Wearing a face mask during the COVID-19 pandemic could be a more important part of the arsenal against the virus than previously thought.
An article in The New England Journal of Medicine suggests that universal face mask wearing “might help reduce the severity of disease and ensure that a greater proportion of new infections are asymptomatic.”
If that premise is correct, the article suggested, face mask wearing could become a form of inoculation “that would generate immunity and thereby slow the spread of the virus” during the global wait for the development of a vaccine.
The journal cited two recent outbreaks of COVID-19 in U.S. food-processing plants where workers were required to wear masks every day.
“The proportion of asymptomatic infections among the more than 500 people who became infected was 95%, with only 5% in each outbreak experiencing mild-to-moderate symptoms,” the medical journal said.
The article also said “case-fatality rates in countries with mandatory or enforced population-wide masking have remained low, even with resurgences of cases after lockdowns were lifted.”
Dr.

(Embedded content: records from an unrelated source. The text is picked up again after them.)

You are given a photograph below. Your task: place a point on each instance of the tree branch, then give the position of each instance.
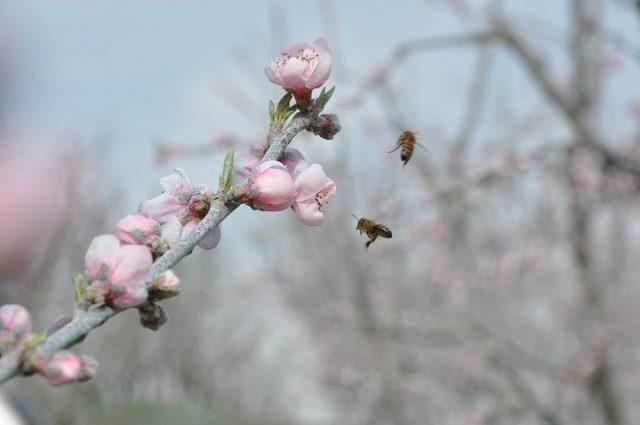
(86, 320)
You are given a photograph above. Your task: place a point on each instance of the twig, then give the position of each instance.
(86, 320)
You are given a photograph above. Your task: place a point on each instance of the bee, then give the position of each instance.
(406, 143)
(372, 229)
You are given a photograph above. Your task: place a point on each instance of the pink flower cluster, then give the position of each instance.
(62, 368)
(301, 67)
(117, 264)
(291, 182)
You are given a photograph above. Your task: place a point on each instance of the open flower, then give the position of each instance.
(65, 367)
(300, 67)
(183, 200)
(15, 325)
(313, 190)
(246, 163)
(116, 272)
(294, 161)
(271, 187)
(137, 229)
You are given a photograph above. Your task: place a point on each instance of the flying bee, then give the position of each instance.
(372, 229)
(406, 143)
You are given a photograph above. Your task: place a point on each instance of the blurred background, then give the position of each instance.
(508, 294)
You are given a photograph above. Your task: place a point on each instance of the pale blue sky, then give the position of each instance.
(133, 72)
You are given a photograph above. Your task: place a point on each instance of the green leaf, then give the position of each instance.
(79, 286)
(227, 172)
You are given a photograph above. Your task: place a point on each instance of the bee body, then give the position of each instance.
(406, 143)
(373, 230)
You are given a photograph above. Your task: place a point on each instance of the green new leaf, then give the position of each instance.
(323, 98)
(35, 340)
(227, 173)
(79, 286)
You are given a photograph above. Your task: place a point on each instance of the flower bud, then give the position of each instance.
(152, 316)
(326, 126)
(137, 229)
(15, 325)
(65, 367)
(166, 286)
(271, 188)
(301, 67)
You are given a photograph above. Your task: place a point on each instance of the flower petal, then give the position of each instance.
(308, 213)
(103, 250)
(273, 72)
(134, 295)
(310, 182)
(176, 183)
(294, 48)
(320, 73)
(133, 263)
(293, 74)
(162, 208)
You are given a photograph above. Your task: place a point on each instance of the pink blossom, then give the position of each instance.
(246, 163)
(116, 272)
(65, 367)
(168, 283)
(137, 229)
(313, 190)
(301, 67)
(183, 200)
(272, 187)
(15, 324)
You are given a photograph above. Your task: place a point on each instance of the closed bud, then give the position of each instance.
(152, 316)
(15, 325)
(326, 126)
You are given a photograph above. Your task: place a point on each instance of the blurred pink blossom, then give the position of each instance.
(313, 190)
(272, 187)
(65, 367)
(183, 200)
(137, 229)
(15, 324)
(117, 272)
(30, 207)
(300, 67)
(294, 161)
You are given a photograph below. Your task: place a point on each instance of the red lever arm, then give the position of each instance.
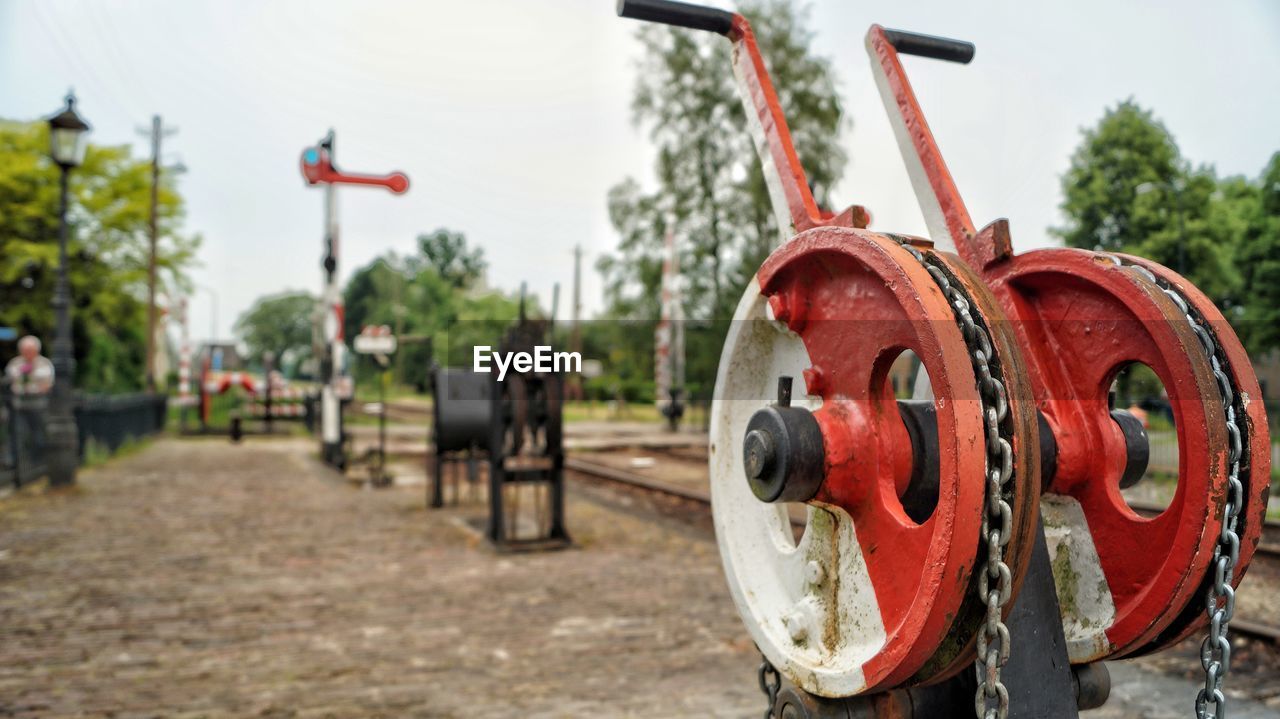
(944, 209)
(318, 169)
(789, 188)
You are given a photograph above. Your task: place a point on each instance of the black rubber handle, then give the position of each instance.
(680, 14)
(931, 46)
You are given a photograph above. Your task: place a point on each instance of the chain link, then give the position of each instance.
(771, 682)
(1220, 598)
(995, 582)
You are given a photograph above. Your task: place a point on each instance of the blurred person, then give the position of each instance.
(30, 376)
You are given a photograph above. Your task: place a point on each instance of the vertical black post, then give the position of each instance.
(63, 436)
(437, 481)
(382, 425)
(497, 457)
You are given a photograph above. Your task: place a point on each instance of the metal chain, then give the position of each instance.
(771, 682)
(995, 584)
(1216, 649)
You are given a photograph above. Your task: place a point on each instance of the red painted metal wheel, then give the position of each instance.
(1124, 580)
(868, 598)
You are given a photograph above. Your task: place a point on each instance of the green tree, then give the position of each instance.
(1256, 219)
(448, 253)
(280, 324)
(709, 178)
(108, 251)
(1129, 189)
(432, 294)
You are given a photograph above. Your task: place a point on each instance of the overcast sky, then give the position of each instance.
(512, 119)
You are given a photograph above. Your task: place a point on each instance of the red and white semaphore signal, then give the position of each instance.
(318, 168)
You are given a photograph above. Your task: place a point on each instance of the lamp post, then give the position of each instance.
(67, 134)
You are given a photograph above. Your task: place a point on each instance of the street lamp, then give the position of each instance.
(67, 134)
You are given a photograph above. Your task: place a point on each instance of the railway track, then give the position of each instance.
(1246, 627)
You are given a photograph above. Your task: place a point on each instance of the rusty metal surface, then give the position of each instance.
(856, 300)
(1082, 317)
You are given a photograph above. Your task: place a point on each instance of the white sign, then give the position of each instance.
(375, 340)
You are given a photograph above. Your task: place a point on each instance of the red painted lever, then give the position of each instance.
(789, 188)
(318, 169)
(944, 209)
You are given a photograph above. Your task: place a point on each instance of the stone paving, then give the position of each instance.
(205, 580)
(199, 578)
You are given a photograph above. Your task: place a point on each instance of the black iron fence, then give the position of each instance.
(105, 422)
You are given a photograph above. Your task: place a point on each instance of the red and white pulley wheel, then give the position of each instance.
(1129, 584)
(869, 596)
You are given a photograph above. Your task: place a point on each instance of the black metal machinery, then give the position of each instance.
(513, 418)
(526, 453)
(461, 416)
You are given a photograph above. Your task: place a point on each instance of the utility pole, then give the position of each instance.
(576, 331)
(158, 131)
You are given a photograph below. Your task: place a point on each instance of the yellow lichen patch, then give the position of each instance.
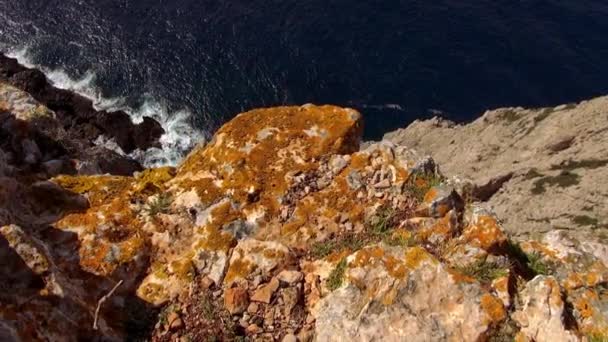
(250, 165)
(430, 195)
(239, 269)
(395, 267)
(501, 284)
(415, 256)
(535, 246)
(154, 293)
(154, 179)
(458, 277)
(573, 281)
(213, 239)
(97, 189)
(367, 256)
(493, 308)
(110, 231)
(485, 233)
(583, 303)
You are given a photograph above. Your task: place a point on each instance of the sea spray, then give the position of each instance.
(180, 135)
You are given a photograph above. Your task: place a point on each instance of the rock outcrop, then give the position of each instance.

Monica Gandhi, one of the authors of the article, who is an infectious disease physician at the University of California, San Francisco, told the British newspaper The Telegraph, “It is true that the proportion of asymptomatic infection being increased by masking might increase the proportion of the population who achieve at least short-term immunity to the virus while we await a vaccine.”
She cautioned, however, that more studies about the efficacy of mask wearing are needed.